Code: https://github.com/alirezaabdollahpour/MonoSoup/blob/main/MonoSoup.py#L413

Freevariance Mode (Roy-Vetterli style effective rank)

Build normalized singular-value magnitudes:

\[ p_i = \frac{|\sigma_i|}{\sum_j |\sigma_j|}. \]

Compute entropy and effective rank:

\[ H = -\sum_i p_i \log(p_i + \epsilon), \qquad r_{\text{eff}} = e^H. \]

Set:

\[ k = \lceil r_{\text{eff}} \rceil. \]

Code: https://github.com/alirezaabdollahpour/MonoSoup/blob/main/MonoSoup.py#L397

5) MonoSoup Mixing Coefficients

After selecting \(k\), define:

\[ P_k = \frac{\sum_{i=1}^k \sigma_i^2}{\sum_{i=1}^r \sigma_i^2}, \qquad \rho = \left(\frac{\sigma_{k+1}}{\sigma_1 + \epsilon}\right)^2. \]

Then:

\[ \cos(\alpha) = \sqrt{1 - P_k}, \]
\[ \lambda_{\text{low}} = \rho + (1-\rho)\cos(\alpha), \qquad \lambda_{\text{high}} = 1 - \lambda_{\text{low}}. \]

The edited update:

\[ \Delta W_{\text{mono}} = \lambda_{\text{high}}\Delta W_{\text{high}} + \lambda_{\text{low}}\Delta W_{\text{low}}. \]

Final layer:

\[ W_{\text{mono}} = W_0 + \Delta W_{\text{mono}}. \]
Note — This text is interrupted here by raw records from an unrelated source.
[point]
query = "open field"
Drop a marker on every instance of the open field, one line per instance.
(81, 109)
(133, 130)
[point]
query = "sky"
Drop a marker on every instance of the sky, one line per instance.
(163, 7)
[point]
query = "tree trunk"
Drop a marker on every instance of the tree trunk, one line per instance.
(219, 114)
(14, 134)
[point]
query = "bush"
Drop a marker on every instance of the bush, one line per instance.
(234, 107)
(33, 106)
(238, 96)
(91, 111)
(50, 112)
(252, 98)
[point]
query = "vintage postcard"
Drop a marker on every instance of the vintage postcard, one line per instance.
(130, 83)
Code: https://github.com/alirezaabdollahpour/MonoSoup/blob/main/MonoSoup.py#L476

6) Full-Model Pass

apply_monosoup iterates over matched parameters and applies the layer update where valid:

  • skips not-found keys,
  • skips shape mismatch,
  • skips very small updates.

A summary of processed and skipped layers is logged.
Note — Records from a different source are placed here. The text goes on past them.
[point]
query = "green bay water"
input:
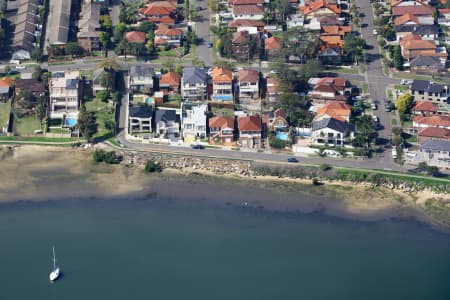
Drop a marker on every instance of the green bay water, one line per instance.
(111, 249)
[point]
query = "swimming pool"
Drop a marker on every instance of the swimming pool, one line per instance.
(70, 122)
(284, 136)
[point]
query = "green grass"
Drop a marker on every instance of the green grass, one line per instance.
(104, 112)
(26, 125)
(5, 109)
(172, 52)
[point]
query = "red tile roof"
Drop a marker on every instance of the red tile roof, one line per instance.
(249, 123)
(433, 121)
(425, 106)
(251, 9)
(245, 75)
(272, 43)
(135, 37)
(221, 122)
(413, 10)
(434, 132)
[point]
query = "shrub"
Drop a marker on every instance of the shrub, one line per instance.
(152, 166)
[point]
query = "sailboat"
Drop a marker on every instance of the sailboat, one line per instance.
(55, 271)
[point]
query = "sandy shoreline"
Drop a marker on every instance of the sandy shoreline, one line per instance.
(56, 173)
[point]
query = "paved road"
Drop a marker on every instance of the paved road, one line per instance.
(374, 70)
(202, 30)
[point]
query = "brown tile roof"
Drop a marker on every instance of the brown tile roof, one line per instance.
(6, 81)
(135, 37)
(221, 122)
(312, 6)
(425, 106)
(240, 37)
(413, 10)
(245, 75)
(249, 123)
(434, 132)
(220, 74)
(170, 78)
(245, 23)
(250, 9)
(272, 43)
(406, 18)
(433, 121)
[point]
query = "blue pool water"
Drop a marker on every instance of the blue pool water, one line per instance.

Code: https://github.com/alirezaabdollahpour/MonoSoup/blob/main/MonoSoup.py#L562

7) Practical Complexity

The dominant cost per processed layer is compact SVD of the flattened update matrix. For large layers, this can be expensive in both memory and time. In practice:

  • min_rel_update reduces unnecessary decomposition work,
  • verbose_layers helps inspect spectral behavior,
  • float16/bfloat16 tensors are cast to float32 before SVD for stability.

Code: https://github.com/alirezaabdollahpour/MonoSoup/blob/main/MonoSoup.py#L449

8) Minimal Reproducible Command

python MonoSoup.py \
  --pretrained-checkpoint /path/to/model_0.pt \
  --finetuned-checkpoint /path/to/model_31.pt \
  --data-location /path/to/data_root \
  --model-type 32 \
  --version freevariance \
  --R 0.8 \
  --output-json results/monosoup_clip.json